I thought the buck you are breeding from, you rescued?



> I'm rescuing a Rex Buck today from someone who's moving home and can't take her rats with her.


And the doe you wish to breed from a petshop?



> I did just get her from a Pet shop, but one i know buys rats from private breeders, NOT Animal Farming warehouses..


No half decent breeder would supply a petshop, simply as they cannot track health, or temperament of the animals they breed or even know where they end up.

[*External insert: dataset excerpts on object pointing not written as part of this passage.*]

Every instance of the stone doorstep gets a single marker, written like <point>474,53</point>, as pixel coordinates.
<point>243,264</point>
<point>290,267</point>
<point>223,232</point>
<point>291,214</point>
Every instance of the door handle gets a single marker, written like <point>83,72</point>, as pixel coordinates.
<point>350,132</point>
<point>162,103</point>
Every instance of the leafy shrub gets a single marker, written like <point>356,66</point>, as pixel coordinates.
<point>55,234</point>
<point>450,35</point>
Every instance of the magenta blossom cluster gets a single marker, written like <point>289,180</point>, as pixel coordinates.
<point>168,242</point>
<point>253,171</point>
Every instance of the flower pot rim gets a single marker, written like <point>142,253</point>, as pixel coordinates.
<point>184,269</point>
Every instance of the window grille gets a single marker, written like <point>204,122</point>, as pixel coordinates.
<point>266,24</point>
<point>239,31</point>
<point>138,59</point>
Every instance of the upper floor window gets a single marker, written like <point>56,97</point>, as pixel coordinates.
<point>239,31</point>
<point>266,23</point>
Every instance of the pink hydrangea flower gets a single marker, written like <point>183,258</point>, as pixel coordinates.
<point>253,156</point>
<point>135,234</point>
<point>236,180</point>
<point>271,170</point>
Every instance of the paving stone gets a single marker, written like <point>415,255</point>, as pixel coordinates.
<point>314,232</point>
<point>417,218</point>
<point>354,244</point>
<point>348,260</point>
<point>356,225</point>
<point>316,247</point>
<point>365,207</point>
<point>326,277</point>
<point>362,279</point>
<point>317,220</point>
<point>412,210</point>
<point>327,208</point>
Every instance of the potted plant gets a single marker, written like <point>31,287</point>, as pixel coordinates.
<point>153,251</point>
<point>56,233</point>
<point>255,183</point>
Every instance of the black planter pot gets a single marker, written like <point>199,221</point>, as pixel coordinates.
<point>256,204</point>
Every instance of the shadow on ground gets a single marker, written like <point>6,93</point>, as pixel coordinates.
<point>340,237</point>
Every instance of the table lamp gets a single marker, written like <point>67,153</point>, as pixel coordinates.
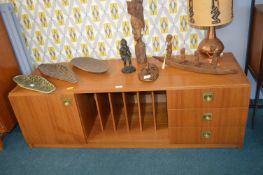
<point>210,13</point>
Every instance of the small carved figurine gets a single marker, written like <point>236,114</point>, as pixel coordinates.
<point>169,46</point>
<point>196,58</point>
<point>135,9</point>
<point>182,54</point>
<point>126,57</point>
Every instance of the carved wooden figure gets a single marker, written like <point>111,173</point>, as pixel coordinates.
<point>126,57</point>
<point>182,54</point>
<point>196,58</point>
<point>135,9</point>
<point>169,46</point>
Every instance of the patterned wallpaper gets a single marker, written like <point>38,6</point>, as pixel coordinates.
<point>58,30</point>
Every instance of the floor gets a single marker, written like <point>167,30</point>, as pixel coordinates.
<point>17,158</point>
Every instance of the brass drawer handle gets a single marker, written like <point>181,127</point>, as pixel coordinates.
<point>208,116</point>
<point>208,96</point>
<point>67,102</point>
<point>206,134</point>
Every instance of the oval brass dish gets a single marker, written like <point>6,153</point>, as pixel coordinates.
<point>34,83</point>
<point>90,64</point>
<point>59,71</point>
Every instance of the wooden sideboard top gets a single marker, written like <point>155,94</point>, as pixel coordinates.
<point>169,79</point>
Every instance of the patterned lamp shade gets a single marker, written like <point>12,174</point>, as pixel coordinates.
<point>210,12</point>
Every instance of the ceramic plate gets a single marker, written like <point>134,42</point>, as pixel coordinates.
<point>35,83</point>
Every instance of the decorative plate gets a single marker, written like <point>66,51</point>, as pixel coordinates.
<point>35,83</point>
<point>90,64</point>
<point>59,71</point>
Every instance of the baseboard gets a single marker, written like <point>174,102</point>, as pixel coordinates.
<point>252,103</point>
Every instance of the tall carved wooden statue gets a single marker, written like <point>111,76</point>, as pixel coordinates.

I am sorry if this sounds harsh, but i truly would do some thorough research and find yourself a decent mentor, or somebody who can give good advice first, and get some sound rats to start you off.


----------



## StaceyC (Mar 6, 2011)

Having met you at the Preston show i thought you seemed a very sensible person and it really saddens me to see that you're breeding from rats with unknown backgrounds, no matter how lovely they are, or how many rosettes they win. I have one doe who has won countless rosettes and she is my favorite rat I've ever had the pleasure to know - but I would never breed from her because it is irresposible and the results could be terrible. This is same scenario for you and you would never forgive yourself if something bad happened for not only your beautiful doe, but for her kittens throughout their lives. I plead you to reconsider your decision to breed in this careless fashion. If breeding is something that you're really serious about, then get talking to breeders at shows (there are 3 shows a year at preston and for example, at the last show there were at least 9 breeders present) and learn more about breeding, and get some solid and safe foundation rats.
Please reconsider.


----------